Cette mention des extensions est importante, puisqu’elle concerne directement les capacités de blocage publicitaire recherchées par bon nombre d’internautes. À ce sujet, les explications sont imprécises : l’API « atteste la légitimité de la pile matérielle et logicielle sous-jacente, elle ne restreint pas les fonctions de l'application. Par exemple, si le navigateur autorise les extensions, l'utilisateur peut les utiliser ; si un navigateur est modifié, le navigateur modifié peut toujours demander l'attestation de l'intégrité de l'environnement web ». C’est tout.

Dans l’optique où Google aurait pour projet de verrouiller les accès à ses services en imposant ses conditions, rien ne serait gagné pour autant. Chrome a beau être le navigateur le plus utilisé au monde, rejeter radicalement les bloqueurs de publicité aurait tôt fait de lancer une partie des internautes à la recherche de nouvelles solutions pour un web « plus propre ». Mais là encore, aucune garantie, car Google dit ne pas souhaiter que son mécanisme soit exclusif à Chrome. Les autres navigateurs pourraient ainsi l'adopter. On imagine mal cela dit des éditeurs comme Mozilla l'adopter, quand sa position sur le Manifest v3 est déjà très claire.

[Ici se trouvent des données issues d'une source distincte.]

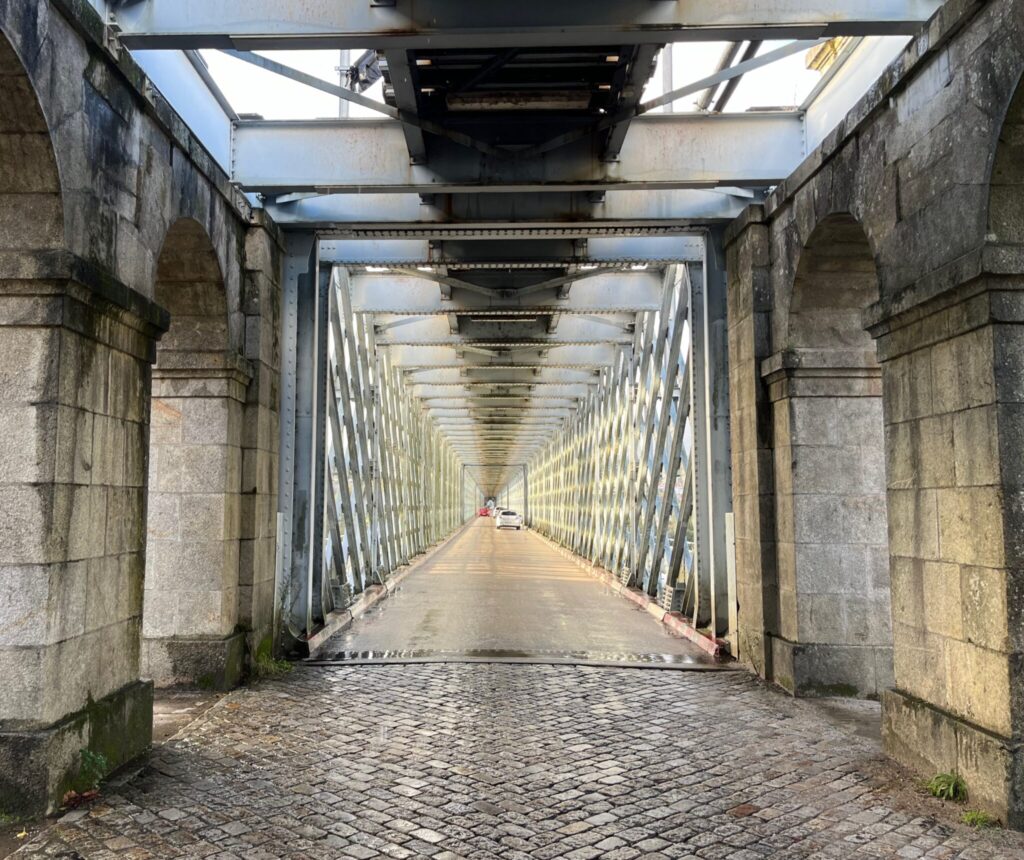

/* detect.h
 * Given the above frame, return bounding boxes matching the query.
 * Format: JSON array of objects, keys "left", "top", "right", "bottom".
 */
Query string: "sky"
[{"left": 198, "top": 42, "right": 825, "bottom": 121}]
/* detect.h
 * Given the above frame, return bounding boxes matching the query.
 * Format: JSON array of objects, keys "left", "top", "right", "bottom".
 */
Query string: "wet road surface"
[{"left": 317, "top": 518, "right": 719, "bottom": 668}]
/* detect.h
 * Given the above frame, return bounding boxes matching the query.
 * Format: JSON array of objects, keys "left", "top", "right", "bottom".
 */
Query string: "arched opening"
[
  {"left": 789, "top": 215, "right": 881, "bottom": 352},
  {"left": 0, "top": 29, "right": 157, "bottom": 813},
  {"left": 143, "top": 218, "right": 249, "bottom": 688},
  {"left": 0, "top": 35, "right": 62, "bottom": 250},
  {"left": 765, "top": 213, "right": 891, "bottom": 697},
  {"left": 988, "top": 76, "right": 1024, "bottom": 251}
]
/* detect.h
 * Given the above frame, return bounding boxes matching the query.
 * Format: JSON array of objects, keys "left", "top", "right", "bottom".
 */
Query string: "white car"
[{"left": 495, "top": 510, "right": 523, "bottom": 530}]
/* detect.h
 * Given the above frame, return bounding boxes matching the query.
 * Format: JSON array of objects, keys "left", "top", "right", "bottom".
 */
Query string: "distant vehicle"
[
  {"left": 495, "top": 510, "right": 523, "bottom": 530},
  {"left": 478, "top": 507, "right": 491, "bottom": 517},
  {"left": 490, "top": 507, "right": 503, "bottom": 517}
]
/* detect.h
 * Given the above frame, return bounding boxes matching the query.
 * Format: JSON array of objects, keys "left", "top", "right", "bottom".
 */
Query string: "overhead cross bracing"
[{"left": 340, "top": 254, "right": 683, "bottom": 491}]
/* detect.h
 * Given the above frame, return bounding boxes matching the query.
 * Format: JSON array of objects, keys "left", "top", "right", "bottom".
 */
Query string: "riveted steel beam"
[
  {"left": 384, "top": 343, "right": 621, "bottom": 368},
  {"left": 322, "top": 234, "right": 704, "bottom": 264},
  {"left": 264, "top": 190, "right": 755, "bottom": 231},
  {"left": 350, "top": 270, "right": 666, "bottom": 315},
  {"left": 232, "top": 113, "right": 805, "bottom": 194}
]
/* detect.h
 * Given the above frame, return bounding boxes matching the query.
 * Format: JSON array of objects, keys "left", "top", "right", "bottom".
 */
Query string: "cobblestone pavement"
[{"left": 16, "top": 664, "right": 1024, "bottom": 859}]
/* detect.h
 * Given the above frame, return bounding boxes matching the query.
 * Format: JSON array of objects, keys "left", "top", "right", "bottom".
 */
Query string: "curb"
[{"left": 530, "top": 530, "right": 726, "bottom": 658}]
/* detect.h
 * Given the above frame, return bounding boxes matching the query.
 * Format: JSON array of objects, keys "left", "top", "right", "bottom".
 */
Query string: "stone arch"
[
  {"left": 0, "top": 27, "right": 166, "bottom": 813},
  {"left": 988, "top": 72, "right": 1024, "bottom": 256},
  {"left": 152, "top": 219, "right": 230, "bottom": 358},
  {"left": 0, "top": 32, "right": 63, "bottom": 252},
  {"left": 788, "top": 213, "right": 880, "bottom": 354},
  {"left": 763, "top": 212, "right": 892, "bottom": 698},
  {"left": 142, "top": 218, "right": 250, "bottom": 689}
]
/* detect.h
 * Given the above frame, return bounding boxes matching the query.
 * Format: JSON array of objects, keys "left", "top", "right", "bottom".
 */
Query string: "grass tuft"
[
  {"left": 962, "top": 810, "right": 996, "bottom": 828},
  {"left": 926, "top": 771, "right": 967, "bottom": 802},
  {"left": 251, "top": 652, "right": 293, "bottom": 680}
]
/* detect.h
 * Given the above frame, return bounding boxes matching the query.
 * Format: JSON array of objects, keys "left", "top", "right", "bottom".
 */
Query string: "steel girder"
[
  {"left": 325, "top": 237, "right": 704, "bottom": 265},
  {"left": 264, "top": 191, "right": 755, "bottom": 231},
  {"left": 405, "top": 367, "right": 599, "bottom": 385},
  {"left": 412, "top": 383, "right": 594, "bottom": 400},
  {"left": 384, "top": 343, "right": 621, "bottom": 368},
  {"left": 113, "top": 1, "right": 942, "bottom": 50},
  {"left": 231, "top": 114, "right": 804, "bottom": 195},
  {"left": 352, "top": 271, "right": 664, "bottom": 315}
]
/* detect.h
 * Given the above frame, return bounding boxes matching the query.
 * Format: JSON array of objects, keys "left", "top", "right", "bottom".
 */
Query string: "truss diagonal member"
[
  {"left": 710, "top": 41, "right": 763, "bottom": 113},
  {"left": 382, "top": 50, "right": 427, "bottom": 163},
  {"left": 514, "top": 266, "right": 631, "bottom": 298},
  {"left": 219, "top": 49, "right": 508, "bottom": 158},
  {"left": 643, "top": 39, "right": 825, "bottom": 112},
  {"left": 518, "top": 38, "right": 826, "bottom": 159},
  {"left": 450, "top": 48, "right": 520, "bottom": 95},
  {"left": 393, "top": 268, "right": 502, "bottom": 299},
  {"left": 695, "top": 43, "right": 742, "bottom": 111},
  {"left": 374, "top": 314, "right": 432, "bottom": 333},
  {"left": 456, "top": 345, "right": 502, "bottom": 358}
]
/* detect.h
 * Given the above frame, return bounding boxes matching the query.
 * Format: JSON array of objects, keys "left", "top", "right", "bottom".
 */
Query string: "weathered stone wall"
[
  {"left": 759, "top": 215, "right": 893, "bottom": 697},
  {"left": 0, "top": 0, "right": 281, "bottom": 813},
  {"left": 762, "top": 356, "right": 892, "bottom": 696},
  {"left": 141, "top": 218, "right": 250, "bottom": 688},
  {"left": 238, "top": 213, "right": 284, "bottom": 661},
  {"left": 0, "top": 257, "right": 165, "bottom": 814},
  {"left": 725, "top": 0, "right": 1024, "bottom": 826},
  {"left": 725, "top": 213, "right": 777, "bottom": 679}
]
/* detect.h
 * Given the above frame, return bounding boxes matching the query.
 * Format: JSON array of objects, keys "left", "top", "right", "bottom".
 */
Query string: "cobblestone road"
[{"left": 17, "top": 664, "right": 1024, "bottom": 859}]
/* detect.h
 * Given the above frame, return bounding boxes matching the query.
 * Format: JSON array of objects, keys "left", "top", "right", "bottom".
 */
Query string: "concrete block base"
[
  {"left": 0, "top": 679, "right": 153, "bottom": 816},
  {"left": 142, "top": 632, "right": 246, "bottom": 690},
  {"left": 883, "top": 688, "right": 1023, "bottom": 828},
  {"left": 769, "top": 635, "right": 893, "bottom": 698}
]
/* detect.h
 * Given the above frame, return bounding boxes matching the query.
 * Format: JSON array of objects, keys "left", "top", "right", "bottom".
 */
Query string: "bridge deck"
[{"left": 317, "top": 518, "right": 719, "bottom": 667}]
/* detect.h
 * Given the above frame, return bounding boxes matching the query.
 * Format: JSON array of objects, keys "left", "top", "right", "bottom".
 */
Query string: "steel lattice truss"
[
  {"left": 322, "top": 270, "right": 470, "bottom": 613},
  {"left": 525, "top": 263, "right": 728, "bottom": 634}
]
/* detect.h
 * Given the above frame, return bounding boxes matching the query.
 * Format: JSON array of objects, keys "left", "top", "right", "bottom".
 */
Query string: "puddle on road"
[{"left": 305, "top": 646, "right": 728, "bottom": 669}]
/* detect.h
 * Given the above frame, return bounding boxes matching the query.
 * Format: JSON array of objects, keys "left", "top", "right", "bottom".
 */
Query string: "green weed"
[
  {"left": 962, "top": 810, "right": 996, "bottom": 828},
  {"left": 251, "top": 652, "right": 293, "bottom": 680},
  {"left": 926, "top": 771, "right": 967, "bottom": 802},
  {"left": 77, "top": 749, "right": 109, "bottom": 792}
]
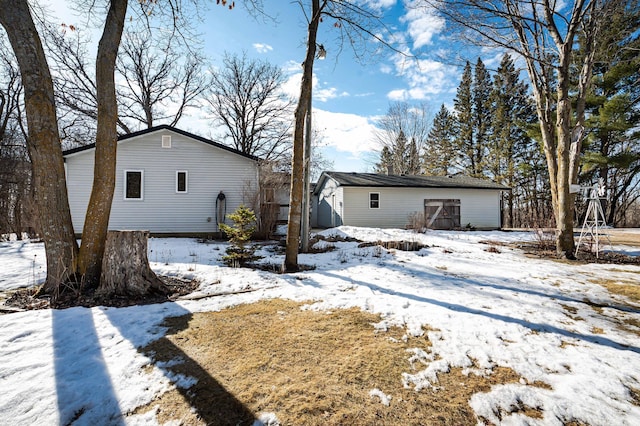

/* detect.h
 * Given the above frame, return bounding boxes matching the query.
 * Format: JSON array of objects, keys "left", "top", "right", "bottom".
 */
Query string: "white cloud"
[
  {"left": 314, "top": 109, "right": 379, "bottom": 155},
  {"left": 379, "top": 63, "right": 393, "bottom": 74},
  {"left": 253, "top": 43, "right": 273, "bottom": 54},
  {"left": 387, "top": 54, "right": 456, "bottom": 101},
  {"left": 401, "top": 2, "right": 445, "bottom": 50},
  {"left": 282, "top": 72, "right": 349, "bottom": 103}
]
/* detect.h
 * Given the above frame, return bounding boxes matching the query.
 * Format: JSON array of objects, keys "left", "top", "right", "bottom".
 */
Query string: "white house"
[
  {"left": 63, "top": 125, "right": 260, "bottom": 236},
  {"left": 313, "top": 172, "right": 510, "bottom": 230}
]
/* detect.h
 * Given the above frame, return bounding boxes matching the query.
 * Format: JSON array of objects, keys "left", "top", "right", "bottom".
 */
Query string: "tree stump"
[{"left": 98, "top": 230, "right": 170, "bottom": 299}]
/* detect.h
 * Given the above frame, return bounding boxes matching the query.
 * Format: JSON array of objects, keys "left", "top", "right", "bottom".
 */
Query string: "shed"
[
  {"left": 313, "top": 172, "right": 509, "bottom": 230},
  {"left": 63, "top": 125, "right": 260, "bottom": 236}
]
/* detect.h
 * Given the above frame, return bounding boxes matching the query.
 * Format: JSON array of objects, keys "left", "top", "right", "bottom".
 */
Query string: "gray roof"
[
  {"left": 62, "top": 124, "right": 260, "bottom": 161},
  {"left": 315, "top": 172, "right": 510, "bottom": 193}
]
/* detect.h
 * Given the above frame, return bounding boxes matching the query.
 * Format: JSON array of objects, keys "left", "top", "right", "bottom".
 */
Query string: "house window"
[
  {"left": 369, "top": 192, "right": 380, "bottom": 209},
  {"left": 162, "top": 135, "right": 171, "bottom": 148},
  {"left": 124, "top": 170, "right": 144, "bottom": 200},
  {"left": 176, "top": 171, "right": 188, "bottom": 193}
]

Si, au contraire, Google prévoit de proposer cette API comme simple équivalent de Play Integrity pour le web, le danger ne sera pas moins grand. Web Environment Integrity fonctionnerait alors comme un DRM pour le web, fractionnant les services entre ceux qui l’utiliseraient et les autres. Il n’y a pas de raison en effet pour que des sociétés comme Netflix ou les banques, qui se servent de ces mécanismes sur Android et iOS, fassent l’impasse sur cette solution qui garantirait les conditions d’exécution prévues.